Ok so if you’re reading this today, you waited til the last minute to throw together your offering for the family dinner table. LUCKY YOU because not only is this the BEST sweet potato (ok, yams whatever) casserole, but it’s also super quick and easy. You’re welcome.

Ingredients
Yams:
- 2 – 40 oz cans of cut yams, drained of syrup and rinsed
- 1 – 15 oz can of cut yams, drained of syrup and rinsed
- 2 tablespoons unsalted butter
- 1/2 teaspoon pumpkin pie spice
- 2 tablespoons brown sugar
- salt to taste
Topping:
- 4 tablespoons unsalted butter softened
- 1/4 cup brown sugar
- 1/4 cup all purpose flour (for a sturdier, more “crumb cake” like streusel, add an additional heaping tablespoon of flour)

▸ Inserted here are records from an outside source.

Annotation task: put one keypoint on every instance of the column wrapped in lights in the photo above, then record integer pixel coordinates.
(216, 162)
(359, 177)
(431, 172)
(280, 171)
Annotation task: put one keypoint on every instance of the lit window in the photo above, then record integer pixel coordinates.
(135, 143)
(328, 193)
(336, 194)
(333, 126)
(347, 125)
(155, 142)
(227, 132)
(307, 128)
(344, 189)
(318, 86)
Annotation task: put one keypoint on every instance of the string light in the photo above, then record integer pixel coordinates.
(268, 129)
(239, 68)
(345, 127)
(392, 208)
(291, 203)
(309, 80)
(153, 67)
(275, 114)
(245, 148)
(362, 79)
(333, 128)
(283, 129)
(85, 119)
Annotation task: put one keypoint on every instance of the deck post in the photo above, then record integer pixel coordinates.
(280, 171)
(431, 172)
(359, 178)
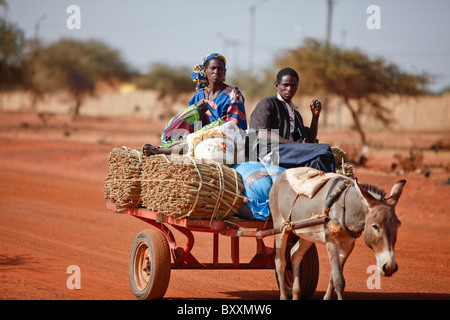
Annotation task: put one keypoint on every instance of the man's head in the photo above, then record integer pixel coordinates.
(287, 83)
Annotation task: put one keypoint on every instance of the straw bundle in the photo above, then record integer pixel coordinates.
(180, 186)
(122, 184)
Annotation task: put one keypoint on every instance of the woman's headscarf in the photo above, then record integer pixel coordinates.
(199, 75)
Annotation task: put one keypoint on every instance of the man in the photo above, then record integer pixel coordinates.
(278, 124)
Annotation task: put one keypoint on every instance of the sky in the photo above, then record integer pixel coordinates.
(414, 34)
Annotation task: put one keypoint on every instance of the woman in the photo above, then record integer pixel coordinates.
(214, 104)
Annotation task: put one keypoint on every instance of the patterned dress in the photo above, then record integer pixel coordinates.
(227, 106)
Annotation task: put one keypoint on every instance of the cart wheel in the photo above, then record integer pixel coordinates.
(309, 270)
(149, 265)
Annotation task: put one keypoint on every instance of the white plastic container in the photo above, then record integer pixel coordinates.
(221, 150)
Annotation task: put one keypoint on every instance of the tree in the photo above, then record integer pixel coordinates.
(12, 44)
(353, 76)
(74, 66)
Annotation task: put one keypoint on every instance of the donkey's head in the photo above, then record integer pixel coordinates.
(381, 226)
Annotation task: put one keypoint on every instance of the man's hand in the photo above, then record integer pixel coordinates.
(316, 107)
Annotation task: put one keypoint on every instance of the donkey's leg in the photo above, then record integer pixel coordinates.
(338, 252)
(297, 253)
(280, 261)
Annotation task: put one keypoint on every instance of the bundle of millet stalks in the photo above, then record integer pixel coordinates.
(180, 186)
(122, 184)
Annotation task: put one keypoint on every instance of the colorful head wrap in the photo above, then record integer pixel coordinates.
(199, 75)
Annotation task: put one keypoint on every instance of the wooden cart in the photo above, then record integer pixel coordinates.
(155, 252)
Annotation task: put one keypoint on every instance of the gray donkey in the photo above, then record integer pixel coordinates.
(351, 208)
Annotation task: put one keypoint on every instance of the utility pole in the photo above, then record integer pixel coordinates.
(251, 35)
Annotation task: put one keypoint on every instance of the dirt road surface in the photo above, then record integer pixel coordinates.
(52, 216)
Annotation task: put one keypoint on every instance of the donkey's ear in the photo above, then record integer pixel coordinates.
(365, 196)
(396, 192)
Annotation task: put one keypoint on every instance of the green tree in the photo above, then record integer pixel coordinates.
(353, 76)
(12, 45)
(74, 66)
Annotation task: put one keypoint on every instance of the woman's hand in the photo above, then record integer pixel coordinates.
(316, 107)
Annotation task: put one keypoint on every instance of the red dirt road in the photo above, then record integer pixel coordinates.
(52, 216)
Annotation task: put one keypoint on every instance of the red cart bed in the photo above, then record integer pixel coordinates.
(155, 252)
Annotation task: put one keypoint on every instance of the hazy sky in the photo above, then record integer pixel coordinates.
(415, 34)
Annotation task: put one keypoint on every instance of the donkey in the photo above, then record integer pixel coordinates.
(358, 208)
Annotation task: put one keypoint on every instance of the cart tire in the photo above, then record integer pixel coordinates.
(309, 270)
(149, 265)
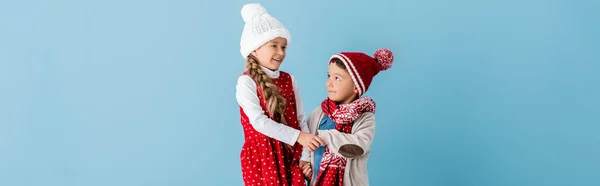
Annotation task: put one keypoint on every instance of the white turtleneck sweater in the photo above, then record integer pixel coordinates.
(248, 99)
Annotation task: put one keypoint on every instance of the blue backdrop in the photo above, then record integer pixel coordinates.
(143, 92)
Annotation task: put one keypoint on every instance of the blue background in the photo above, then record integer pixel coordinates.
(143, 92)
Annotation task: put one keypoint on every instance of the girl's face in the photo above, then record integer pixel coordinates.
(340, 87)
(271, 54)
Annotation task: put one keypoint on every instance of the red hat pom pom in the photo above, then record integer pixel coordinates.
(385, 58)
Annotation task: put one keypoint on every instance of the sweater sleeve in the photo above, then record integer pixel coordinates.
(248, 100)
(351, 145)
(301, 117)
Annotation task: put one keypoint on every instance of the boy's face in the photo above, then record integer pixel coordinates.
(339, 85)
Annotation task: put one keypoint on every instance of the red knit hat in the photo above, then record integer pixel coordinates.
(362, 67)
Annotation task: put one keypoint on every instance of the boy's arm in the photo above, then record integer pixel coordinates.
(351, 145)
(313, 120)
(301, 117)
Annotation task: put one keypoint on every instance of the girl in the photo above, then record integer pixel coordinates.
(271, 110)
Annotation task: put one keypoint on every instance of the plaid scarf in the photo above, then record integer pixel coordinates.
(331, 171)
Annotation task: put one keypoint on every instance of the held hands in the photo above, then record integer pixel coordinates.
(306, 169)
(310, 141)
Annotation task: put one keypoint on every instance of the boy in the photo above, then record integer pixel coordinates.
(345, 121)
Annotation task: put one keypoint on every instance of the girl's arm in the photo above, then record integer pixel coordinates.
(301, 117)
(351, 145)
(248, 100)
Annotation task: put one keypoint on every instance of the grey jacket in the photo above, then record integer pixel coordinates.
(355, 147)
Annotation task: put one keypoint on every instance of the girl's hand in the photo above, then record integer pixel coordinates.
(310, 141)
(306, 169)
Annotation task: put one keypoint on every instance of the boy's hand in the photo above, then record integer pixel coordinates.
(310, 141)
(306, 169)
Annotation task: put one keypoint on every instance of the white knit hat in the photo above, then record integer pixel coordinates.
(259, 29)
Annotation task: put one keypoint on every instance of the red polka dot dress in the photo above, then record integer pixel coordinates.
(264, 160)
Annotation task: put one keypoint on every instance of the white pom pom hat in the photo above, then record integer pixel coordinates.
(259, 29)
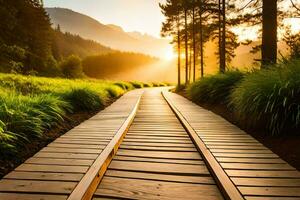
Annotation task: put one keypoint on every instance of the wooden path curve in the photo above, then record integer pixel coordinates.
(149, 145)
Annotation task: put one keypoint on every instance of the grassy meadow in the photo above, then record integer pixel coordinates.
(29, 105)
(267, 98)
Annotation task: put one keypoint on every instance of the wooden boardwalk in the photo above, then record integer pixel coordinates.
(153, 146)
(256, 171)
(157, 159)
(56, 170)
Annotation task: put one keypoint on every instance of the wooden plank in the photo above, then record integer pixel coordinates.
(185, 141)
(159, 160)
(165, 168)
(153, 148)
(71, 150)
(272, 166)
(246, 155)
(51, 168)
(80, 146)
(59, 161)
(88, 184)
(141, 189)
(160, 154)
(283, 182)
(271, 191)
(270, 198)
(44, 176)
(65, 155)
(228, 188)
(23, 196)
(30, 186)
(160, 177)
(154, 144)
(251, 160)
(263, 174)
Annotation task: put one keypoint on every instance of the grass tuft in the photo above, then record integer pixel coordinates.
(214, 89)
(270, 96)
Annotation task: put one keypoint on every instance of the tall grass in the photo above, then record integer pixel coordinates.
(268, 97)
(214, 89)
(271, 96)
(31, 105)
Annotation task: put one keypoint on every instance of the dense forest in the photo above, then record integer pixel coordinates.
(100, 66)
(30, 45)
(194, 23)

- 1/2 teaspoon ground cinnamon
- 1/8 teaspoon salt
- 1/2 cup chopped pecans
- 2 cups mini marshmallows

Instructions
Yams:
- Preheat oven to 375°F.
- Grease a 2 or 2 1/2 quart casserole dish (I use a 9×13, you’ll need the space!) and set aside.

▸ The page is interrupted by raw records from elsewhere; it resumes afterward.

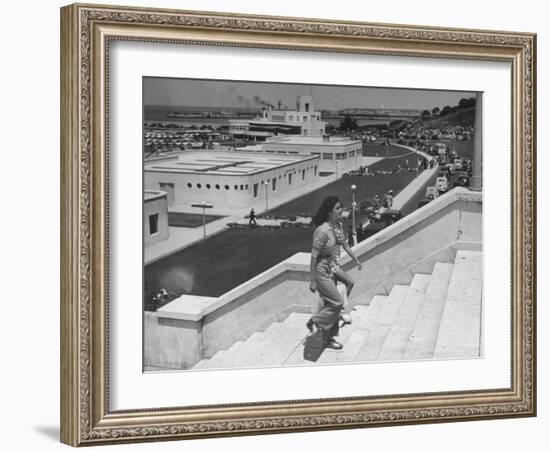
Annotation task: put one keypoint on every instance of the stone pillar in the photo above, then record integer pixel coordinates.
(476, 183)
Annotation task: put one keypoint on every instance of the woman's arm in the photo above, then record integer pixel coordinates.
(312, 264)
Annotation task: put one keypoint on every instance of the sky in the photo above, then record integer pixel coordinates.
(224, 94)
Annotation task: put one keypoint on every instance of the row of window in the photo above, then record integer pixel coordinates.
(243, 187)
(331, 156)
(218, 187)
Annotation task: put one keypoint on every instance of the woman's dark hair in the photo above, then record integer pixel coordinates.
(326, 207)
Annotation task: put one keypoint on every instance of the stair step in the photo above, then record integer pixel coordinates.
(460, 330)
(422, 342)
(273, 346)
(397, 341)
(210, 363)
(382, 325)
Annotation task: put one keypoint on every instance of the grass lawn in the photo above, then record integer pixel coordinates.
(176, 219)
(224, 261)
(382, 151)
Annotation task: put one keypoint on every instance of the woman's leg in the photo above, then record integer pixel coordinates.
(343, 277)
(327, 318)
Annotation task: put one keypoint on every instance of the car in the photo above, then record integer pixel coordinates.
(442, 184)
(450, 168)
(373, 228)
(463, 180)
(388, 216)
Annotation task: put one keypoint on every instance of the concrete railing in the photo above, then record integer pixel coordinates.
(191, 328)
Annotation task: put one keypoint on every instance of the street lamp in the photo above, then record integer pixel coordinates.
(203, 205)
(266, 184)
(353, 205)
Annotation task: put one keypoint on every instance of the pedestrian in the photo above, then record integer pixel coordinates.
(252, 217)
(325, 271)
(388, 199)
(376, 202)
(351, 243)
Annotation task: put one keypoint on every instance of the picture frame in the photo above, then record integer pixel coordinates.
(87, 32)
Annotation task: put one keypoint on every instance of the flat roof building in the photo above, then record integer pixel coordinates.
(338, 155)
(155, 217)
(230, 179)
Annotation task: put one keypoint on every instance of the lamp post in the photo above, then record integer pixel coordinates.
(266, 184)
(203, 205)
(353, 205)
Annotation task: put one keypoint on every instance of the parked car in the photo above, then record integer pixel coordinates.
(373, 228)
(388, 216)
(442, 184)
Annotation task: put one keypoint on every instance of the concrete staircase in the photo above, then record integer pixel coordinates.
(437, 316)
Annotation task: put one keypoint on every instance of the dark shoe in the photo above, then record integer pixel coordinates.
(333, 345)
(312, 327)
(346, 319)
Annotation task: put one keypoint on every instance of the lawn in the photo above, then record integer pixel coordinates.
(383, 151)
(367, 188)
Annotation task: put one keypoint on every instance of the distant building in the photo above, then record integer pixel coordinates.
(304, 121)
(337, 155)
(155, 217)
(230, 179)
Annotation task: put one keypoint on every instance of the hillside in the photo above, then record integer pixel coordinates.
(462, 117)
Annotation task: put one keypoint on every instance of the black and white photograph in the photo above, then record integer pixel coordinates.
(291, 224)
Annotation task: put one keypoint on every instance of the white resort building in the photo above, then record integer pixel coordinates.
(304, 121)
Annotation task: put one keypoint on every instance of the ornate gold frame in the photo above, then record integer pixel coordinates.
(86, 31)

- Add the yams to your casserole dish after they have been drained of syrup and given a quick rinse.
- With a potato masher, give your yams a quick mash. Not everything should end up as mush..this will lead to your satisfying the “mashed” AND “chunk” crowd.

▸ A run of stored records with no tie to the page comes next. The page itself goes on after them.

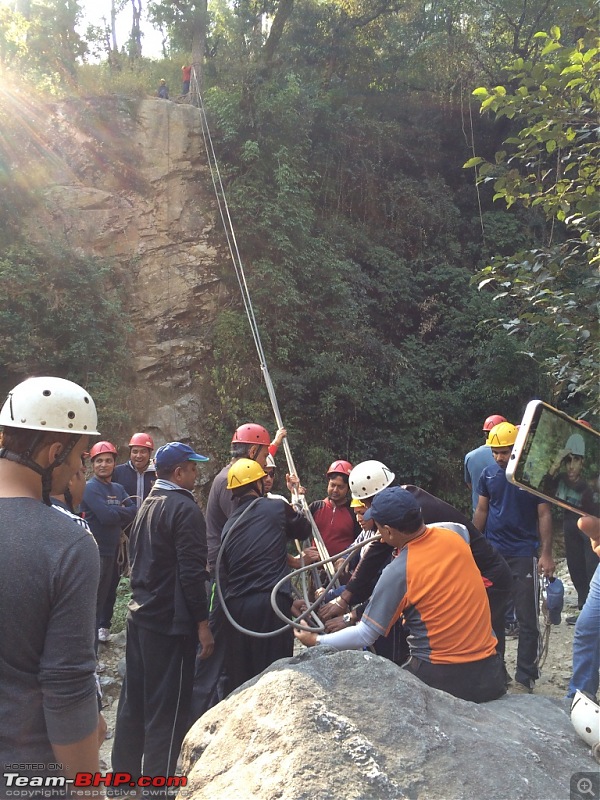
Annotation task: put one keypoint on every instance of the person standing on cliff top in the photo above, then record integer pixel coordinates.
(163, 89)
(186, 75)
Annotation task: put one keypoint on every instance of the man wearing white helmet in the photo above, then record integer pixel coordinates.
(565, 481)
(48, 578)
(369, 478)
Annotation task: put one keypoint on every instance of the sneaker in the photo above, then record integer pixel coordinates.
(103, 634)
(520, 688)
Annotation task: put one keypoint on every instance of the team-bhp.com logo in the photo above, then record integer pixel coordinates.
(18, 785)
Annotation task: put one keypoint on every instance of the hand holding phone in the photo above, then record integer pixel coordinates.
(557, 458)
(591, 527)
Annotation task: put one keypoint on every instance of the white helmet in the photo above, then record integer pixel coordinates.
(368, 478)
(50, 404)
(585, 716)
(576, 445)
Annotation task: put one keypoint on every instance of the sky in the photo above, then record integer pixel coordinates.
(94, 10)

- Mix butter, cinnamon, brown sugar and salt in a bowl, and pour mixture over your yams. Stir to coat all.
- Place casserole dish in the oven until heated through (approximately 15-20 minutes).
- While the sweet potatoes are heating, prepare the topping.
Topping:

- In a medium bowl, combine butter, brown sugar, flour, cinnamon and salt (I use a fork to stir and mash the mixture), then mix in pecans.
- Remove the casserole dish from the oven. Top with half the marshmallows, then sprinkle half the streusel over the marshmallows (pinching pieces together with your fingers). Top with the other half of the marshmallows and sprinkle the remaining streusel over the top.
- Place back into the oven for 8-15 minutes, until the topping is bubbly and golden brown (keep an eye on it so the marshmallows don’t burn). You can also place it under the broiler very briefly to add a little more color to the marshmallows. Note: the longer it is in the oven the more likely that the marshmallows will begin to melt.
- Allow to sit at room temperature for several minutes before serving.

OK so can this be made in advance you ask? Of course! I have to travel with these for my Thanksgiving celebrations, so what I do is prepare the yams and heat them through (just to get those flavors all mixed). Then I prepare the streusel topping and blend with the marshmallows and pack that mix into a container that will travel with me. Once at my destination, I add the toppings, and put it into the oven for about 15 minutes which allows it to get warmed up again AND gives some nice color to the marshmallows and streusel.